Ms Caylak made reference to being “panicked” while working as a telemarketer in either 2005 or 2006 (Ms Caylak’s statement 5 October 2006, paragraph 11). She also “became panicked” after obtaining a job with radio cabs and, as a result, states that she could not attend work with that organisation (Ms Caylak’s statement 5 October 2006, paragraph 12). The Arbitrator stated at paragraph 58 that Ms Caylak made no mention of panic attacks in her complaints to either Dr Ali or “Dr Robinson” [sic, Dr Roberts], therefore, those symptoms were new and were difficult to relate to the original injury. It is submitted that the Arbitrator was in error in concluding that the panic symptoms in 2005 were ‘new’. When Ms Caylak applied for a receptionist’s position at Fairy Meadow in 2003 she nearly fainted and ran out of the office after handing in her application (Ms Caylak’s statement 21 August 2003, paragraph 23). In addition, Dr Azam’s notes dated 11 December 2002 refer to “less panic” and Dr Ali refers to Ms Caylak having symptoms of anxiety that commonly include a feeling of panic in situations that are perceived to be stressful. The Arbitrator was correct that neither Dr Ali nor Dr Roberts had a history of Ms Caylak suffering panic attacks. The reference by Dr Azam to ‘less panic’ without an explanation is of little assistance and does not advance Ms Caylak’s case on this issue. Ms Caylak’s experience when she applied for the receptionist’s job in 2003 may well have been similar to a panic attack, but without an opinion from a suitably qualified expert I do not believe that the evidence allowed the Arbitrator to conclude that Ms Caylak had been experiencing panic attacks since 14 August 2002 or, if she had been, that those attacks were the result of the events at work on that day. The Arbitrator’s conclusion that it was difficult to relate the panic attacks to the original injury was open on the evidence.
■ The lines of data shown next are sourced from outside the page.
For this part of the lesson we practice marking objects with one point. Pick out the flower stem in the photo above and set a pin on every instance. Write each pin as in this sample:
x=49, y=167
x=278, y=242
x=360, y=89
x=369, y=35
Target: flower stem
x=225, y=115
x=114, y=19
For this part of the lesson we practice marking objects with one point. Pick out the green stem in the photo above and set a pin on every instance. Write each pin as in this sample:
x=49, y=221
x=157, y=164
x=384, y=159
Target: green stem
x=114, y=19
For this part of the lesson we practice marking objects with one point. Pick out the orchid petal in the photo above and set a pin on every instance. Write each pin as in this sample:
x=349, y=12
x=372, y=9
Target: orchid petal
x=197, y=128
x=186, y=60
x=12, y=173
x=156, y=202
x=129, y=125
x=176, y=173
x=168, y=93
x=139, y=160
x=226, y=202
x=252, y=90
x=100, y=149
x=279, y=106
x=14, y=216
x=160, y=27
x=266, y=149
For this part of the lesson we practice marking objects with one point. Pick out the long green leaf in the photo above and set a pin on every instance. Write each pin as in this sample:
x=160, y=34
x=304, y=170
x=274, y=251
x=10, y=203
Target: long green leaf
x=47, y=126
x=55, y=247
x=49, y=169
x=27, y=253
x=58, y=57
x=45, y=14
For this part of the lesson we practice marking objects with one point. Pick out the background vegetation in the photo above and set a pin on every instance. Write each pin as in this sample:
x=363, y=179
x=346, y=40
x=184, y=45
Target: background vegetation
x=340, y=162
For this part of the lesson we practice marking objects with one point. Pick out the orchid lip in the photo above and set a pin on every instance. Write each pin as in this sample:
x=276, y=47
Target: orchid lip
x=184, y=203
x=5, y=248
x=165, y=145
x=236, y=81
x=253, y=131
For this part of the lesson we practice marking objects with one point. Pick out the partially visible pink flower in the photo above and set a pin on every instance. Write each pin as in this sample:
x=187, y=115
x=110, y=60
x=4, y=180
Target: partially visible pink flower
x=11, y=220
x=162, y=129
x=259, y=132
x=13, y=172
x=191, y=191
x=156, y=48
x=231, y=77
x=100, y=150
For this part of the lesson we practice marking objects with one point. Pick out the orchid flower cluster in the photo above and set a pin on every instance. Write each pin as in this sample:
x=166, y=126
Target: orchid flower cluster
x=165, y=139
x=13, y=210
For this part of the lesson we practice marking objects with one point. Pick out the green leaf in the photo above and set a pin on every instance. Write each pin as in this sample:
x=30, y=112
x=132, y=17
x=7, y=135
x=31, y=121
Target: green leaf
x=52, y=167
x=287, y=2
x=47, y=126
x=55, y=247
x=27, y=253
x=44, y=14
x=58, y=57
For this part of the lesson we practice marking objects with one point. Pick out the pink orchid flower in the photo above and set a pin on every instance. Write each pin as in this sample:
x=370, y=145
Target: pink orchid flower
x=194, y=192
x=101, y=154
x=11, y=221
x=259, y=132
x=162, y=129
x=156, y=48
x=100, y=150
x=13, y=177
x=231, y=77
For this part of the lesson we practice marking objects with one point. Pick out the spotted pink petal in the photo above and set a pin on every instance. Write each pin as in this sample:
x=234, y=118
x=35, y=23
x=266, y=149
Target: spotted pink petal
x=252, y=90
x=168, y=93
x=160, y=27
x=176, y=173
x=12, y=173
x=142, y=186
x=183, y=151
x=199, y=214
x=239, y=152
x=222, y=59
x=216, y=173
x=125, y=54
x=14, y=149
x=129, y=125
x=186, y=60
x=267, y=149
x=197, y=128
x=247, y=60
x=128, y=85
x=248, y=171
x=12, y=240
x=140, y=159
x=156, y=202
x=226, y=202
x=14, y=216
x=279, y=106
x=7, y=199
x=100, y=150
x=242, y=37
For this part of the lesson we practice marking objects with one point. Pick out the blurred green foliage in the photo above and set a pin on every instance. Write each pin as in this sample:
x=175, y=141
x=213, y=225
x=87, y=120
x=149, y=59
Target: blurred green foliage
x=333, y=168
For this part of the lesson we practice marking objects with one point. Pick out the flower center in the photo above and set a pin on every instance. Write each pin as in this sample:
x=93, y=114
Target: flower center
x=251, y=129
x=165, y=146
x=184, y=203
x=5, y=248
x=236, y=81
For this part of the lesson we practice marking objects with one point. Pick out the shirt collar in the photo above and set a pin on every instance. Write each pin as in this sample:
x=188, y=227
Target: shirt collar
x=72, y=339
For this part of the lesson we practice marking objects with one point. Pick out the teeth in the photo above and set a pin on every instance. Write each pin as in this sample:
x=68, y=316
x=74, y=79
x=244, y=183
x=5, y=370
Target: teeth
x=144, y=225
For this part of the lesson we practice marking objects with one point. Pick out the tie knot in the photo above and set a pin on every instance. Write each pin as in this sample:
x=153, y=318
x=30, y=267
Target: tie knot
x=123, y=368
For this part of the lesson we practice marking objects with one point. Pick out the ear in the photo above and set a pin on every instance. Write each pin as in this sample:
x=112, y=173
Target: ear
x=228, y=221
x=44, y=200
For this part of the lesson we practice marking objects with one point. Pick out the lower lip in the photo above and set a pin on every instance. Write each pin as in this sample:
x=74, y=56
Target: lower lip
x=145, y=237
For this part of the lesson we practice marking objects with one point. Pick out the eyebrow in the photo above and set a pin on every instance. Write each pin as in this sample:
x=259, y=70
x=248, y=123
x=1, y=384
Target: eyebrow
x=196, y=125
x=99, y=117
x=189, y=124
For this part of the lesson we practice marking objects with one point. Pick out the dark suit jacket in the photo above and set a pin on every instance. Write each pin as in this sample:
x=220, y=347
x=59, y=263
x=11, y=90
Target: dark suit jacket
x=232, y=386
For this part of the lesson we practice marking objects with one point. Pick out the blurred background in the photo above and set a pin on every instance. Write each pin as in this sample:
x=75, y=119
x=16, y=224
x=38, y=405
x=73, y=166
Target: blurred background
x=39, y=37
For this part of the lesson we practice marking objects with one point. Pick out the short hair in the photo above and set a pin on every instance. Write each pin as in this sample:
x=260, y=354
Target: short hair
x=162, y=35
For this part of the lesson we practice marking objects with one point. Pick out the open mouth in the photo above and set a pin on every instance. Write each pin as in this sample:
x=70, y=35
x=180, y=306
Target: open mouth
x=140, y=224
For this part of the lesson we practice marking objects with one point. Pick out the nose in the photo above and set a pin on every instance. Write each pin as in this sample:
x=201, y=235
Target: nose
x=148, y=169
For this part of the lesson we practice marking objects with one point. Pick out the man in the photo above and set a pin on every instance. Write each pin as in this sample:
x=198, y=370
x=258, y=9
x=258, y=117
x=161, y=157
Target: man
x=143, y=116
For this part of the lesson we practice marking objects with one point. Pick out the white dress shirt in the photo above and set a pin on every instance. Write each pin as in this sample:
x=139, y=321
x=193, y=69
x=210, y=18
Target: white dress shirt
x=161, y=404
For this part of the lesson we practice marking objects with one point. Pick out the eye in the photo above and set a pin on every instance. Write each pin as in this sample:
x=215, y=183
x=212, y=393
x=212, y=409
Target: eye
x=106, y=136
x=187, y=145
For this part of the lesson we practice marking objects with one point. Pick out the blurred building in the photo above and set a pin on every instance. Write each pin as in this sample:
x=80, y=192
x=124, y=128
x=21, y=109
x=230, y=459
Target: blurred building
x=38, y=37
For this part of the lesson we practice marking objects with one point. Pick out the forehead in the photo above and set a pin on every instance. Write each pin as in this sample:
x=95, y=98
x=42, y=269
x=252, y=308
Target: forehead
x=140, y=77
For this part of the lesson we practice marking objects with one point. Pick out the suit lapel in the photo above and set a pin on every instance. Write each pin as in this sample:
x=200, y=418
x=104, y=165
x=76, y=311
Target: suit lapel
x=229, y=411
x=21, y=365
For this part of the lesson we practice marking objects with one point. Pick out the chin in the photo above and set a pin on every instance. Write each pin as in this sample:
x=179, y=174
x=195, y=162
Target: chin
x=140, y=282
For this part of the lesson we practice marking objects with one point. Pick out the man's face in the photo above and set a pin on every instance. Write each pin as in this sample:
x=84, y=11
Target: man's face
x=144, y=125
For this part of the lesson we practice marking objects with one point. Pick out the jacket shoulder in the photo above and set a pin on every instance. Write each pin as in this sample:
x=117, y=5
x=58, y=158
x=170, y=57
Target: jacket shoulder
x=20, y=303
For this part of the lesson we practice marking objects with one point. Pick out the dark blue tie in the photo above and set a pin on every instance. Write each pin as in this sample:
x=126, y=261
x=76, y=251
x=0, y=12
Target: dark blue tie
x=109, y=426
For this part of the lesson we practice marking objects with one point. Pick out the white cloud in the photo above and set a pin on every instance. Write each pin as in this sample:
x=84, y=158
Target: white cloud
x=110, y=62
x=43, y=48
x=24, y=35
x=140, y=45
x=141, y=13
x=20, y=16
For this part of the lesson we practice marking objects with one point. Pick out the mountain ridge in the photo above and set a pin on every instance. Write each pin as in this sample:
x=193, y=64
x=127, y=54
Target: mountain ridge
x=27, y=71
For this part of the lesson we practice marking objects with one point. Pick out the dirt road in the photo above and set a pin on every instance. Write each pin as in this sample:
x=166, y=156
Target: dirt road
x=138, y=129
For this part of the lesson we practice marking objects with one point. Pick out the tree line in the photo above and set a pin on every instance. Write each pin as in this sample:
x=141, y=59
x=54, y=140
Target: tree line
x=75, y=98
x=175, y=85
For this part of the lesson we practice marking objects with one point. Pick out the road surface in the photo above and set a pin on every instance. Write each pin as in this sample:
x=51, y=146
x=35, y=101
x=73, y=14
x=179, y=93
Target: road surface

The Appellant Worker challenges the Arbitrator’s finding that Ms Caylak’s condition would have occurred at about the same time in her life even if she had not been in employment with the bank on the grounds that that finding was not supported by the evidence. I agree with this submission. The Arbitrator’s finding on this issue was not necessary in circumstances where she had already found that she was not satisfied that Ms Caylak’s symptoms were caused by or arose out of her employment with the bank. Therefore, this error was of no consequence to the end result.
Incapacity and Medical Expenses
In light of the Arbitrator’s findings on injury, which have not been disturbed on review, it is not necessary to consider the challenges to the Arbitrator’s findings on incapacity and medical expenses. As Ms Caylak failed on the threshold issue of injury no analysis of her ability to earn was required and no entitlement to the payment of medical expenses arose.
DECISION
The Arbitrator’s conclusions are confirmed on review. However, her formal orders do not accurately reflect the findings made and as such are erroneous. Given the findings made on injury, the proper result is an award for the Respondent Employer. Therefore, paragraphs one and two of the Arbitrator’s determination of 19 February 2007 are revoked and the following order made:
“Award for the Respondent Employer.”
Paragraph three of the Arbitrator’s decision dated 19 February 2007 is confirmed.
COSTS
No order as to costs of the appeal.
Bill Roche
Deputy President
4 July 2007
I CERTIFY THAT THIS IS A TRUE AND ACCURATE RECORD OF THE REASONS FOR DECISION OF BILL ROCHE, DEPUTY PRESIDENT OF THE WORKERS COMPENSATION COMMISSION.